インソース執行役員・井東が語る(3)
2009年10月22日

上司は適切に人事評価すべし

執筆者: WEBインソース編集部

上司は適切に人事評価すべし

どんな企業、組織でも、年に1回ないし2回、人事評価を行います。
この人事評価によって、給与、賞与、昇進昇格が大きく左右されるため、評価する側(上司など)も評価される側(部下など)も、真面目かつ真剣に評価に臨みます。しかしながら、いつの時代でも、評価される部下から不平不満が絶えないのも事実です。

そんなゴタゴタが起こらないようにするために、上司が最も気をつけなければならないポイントを、以下に記します。
これを実行するだけでも、部下の評価が従来に比べて、より適切に行われるのではないかと思われます。
皆さまには、今日からでも即実行に移して頂ければ幸いです。

妥当な目標を設定する

目標設定を部下任せにしてはいけません。
必ず上司と部下とで話し合ったうえで、妥当な目標設定にして下さい。
妥当な目標とは、簡単に達成できる目標ではなく、努力して何とか手に届く目標であることを、常に念頭に置いて下さい。

3ヶ月(四半期)に1回は面談する

年に1回か2回の評価時にだけ、部下と面談するのはあまり良いこととは言えません。
3ヶ月(四半期)に1回くらいは、目標の達成度合い、業務の進捗度合いをチェックする意味でも、部下と正式な面談を持って下さい。
日ごろ顔を付け合せて業務をしているため、お互い理解しあっていると、上司は思いがちですが、決してそんなことはありません。
評価時に初めて、「あの時、あんなことがあったよね。

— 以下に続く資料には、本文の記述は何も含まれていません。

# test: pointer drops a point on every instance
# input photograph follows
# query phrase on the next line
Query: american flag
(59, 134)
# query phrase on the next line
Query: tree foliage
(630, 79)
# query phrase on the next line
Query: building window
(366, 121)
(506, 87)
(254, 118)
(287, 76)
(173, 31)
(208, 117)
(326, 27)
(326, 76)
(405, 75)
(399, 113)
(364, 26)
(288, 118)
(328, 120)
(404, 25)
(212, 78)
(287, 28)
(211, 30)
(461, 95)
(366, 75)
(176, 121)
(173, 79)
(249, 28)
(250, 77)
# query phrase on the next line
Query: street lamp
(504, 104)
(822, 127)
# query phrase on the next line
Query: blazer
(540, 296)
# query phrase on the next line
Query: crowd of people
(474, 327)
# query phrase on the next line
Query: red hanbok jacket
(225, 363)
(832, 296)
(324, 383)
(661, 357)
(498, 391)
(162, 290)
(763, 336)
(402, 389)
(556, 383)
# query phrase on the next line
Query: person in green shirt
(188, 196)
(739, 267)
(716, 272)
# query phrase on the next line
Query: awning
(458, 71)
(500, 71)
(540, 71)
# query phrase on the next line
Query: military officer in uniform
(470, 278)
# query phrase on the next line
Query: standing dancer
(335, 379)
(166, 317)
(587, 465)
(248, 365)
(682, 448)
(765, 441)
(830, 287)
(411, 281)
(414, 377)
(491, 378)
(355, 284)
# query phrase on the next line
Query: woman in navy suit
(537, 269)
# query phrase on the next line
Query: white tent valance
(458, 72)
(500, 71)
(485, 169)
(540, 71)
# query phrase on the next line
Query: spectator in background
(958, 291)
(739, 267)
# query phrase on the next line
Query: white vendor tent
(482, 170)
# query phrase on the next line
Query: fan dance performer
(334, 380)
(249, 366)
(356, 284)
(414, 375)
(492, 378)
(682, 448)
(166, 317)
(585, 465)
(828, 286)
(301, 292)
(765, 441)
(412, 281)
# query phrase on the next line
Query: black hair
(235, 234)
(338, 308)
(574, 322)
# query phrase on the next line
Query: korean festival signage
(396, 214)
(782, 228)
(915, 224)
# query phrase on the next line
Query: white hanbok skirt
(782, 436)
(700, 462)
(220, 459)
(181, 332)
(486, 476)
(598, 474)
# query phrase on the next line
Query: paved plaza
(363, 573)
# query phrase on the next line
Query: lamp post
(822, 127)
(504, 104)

」などと指摘された部下は、「それなら気付いた時に言えよ!」と、上司に対する不信感が増長するだけです。

プロセスを評価する

結果だけでなく、業務プロセスも評価対象としている企業は多いですが、プロセス評価は思うほど上手くいかないのが実情です。
その理由は、至極簡単です。
それは、業務のプロセス管理、つまり「PDCA」をきちんと行っていないため、部下の業務プロセスを把握できていない上司が多いからです。
上司は、部下の業務プロセスを分かっている気になっていても、それは感覚的な把握に過ぎません。適切な「PDCA」によってはじめて、部下の業務プロセスが正確に把握できるのです。

「PDCA」は一般的に、業務のプロセス管理手法、問題解決手法などと
 捉えられていますが、人事評価におけるプロセス評価に直結していることも忘れてはなりません。

評価結果をきちんと伝える

上司は部下に、評価結果をはっきりと伝える義務があります。
この点を曖昧にしてしまうと、部下との信頼関係は醸成できません。
良い点や悪い点、良し悪しの理由を明確に伝えます。
給与や賞与など直接金銭の評価を伝える場合には、この点が特に重要になります。
すべての部下が納得するとは限りませんが、まずは評価結果をきちんと伝え、部下から不平不満や文句が出た場合は、再度話し合って、お互いに納得するしかありません。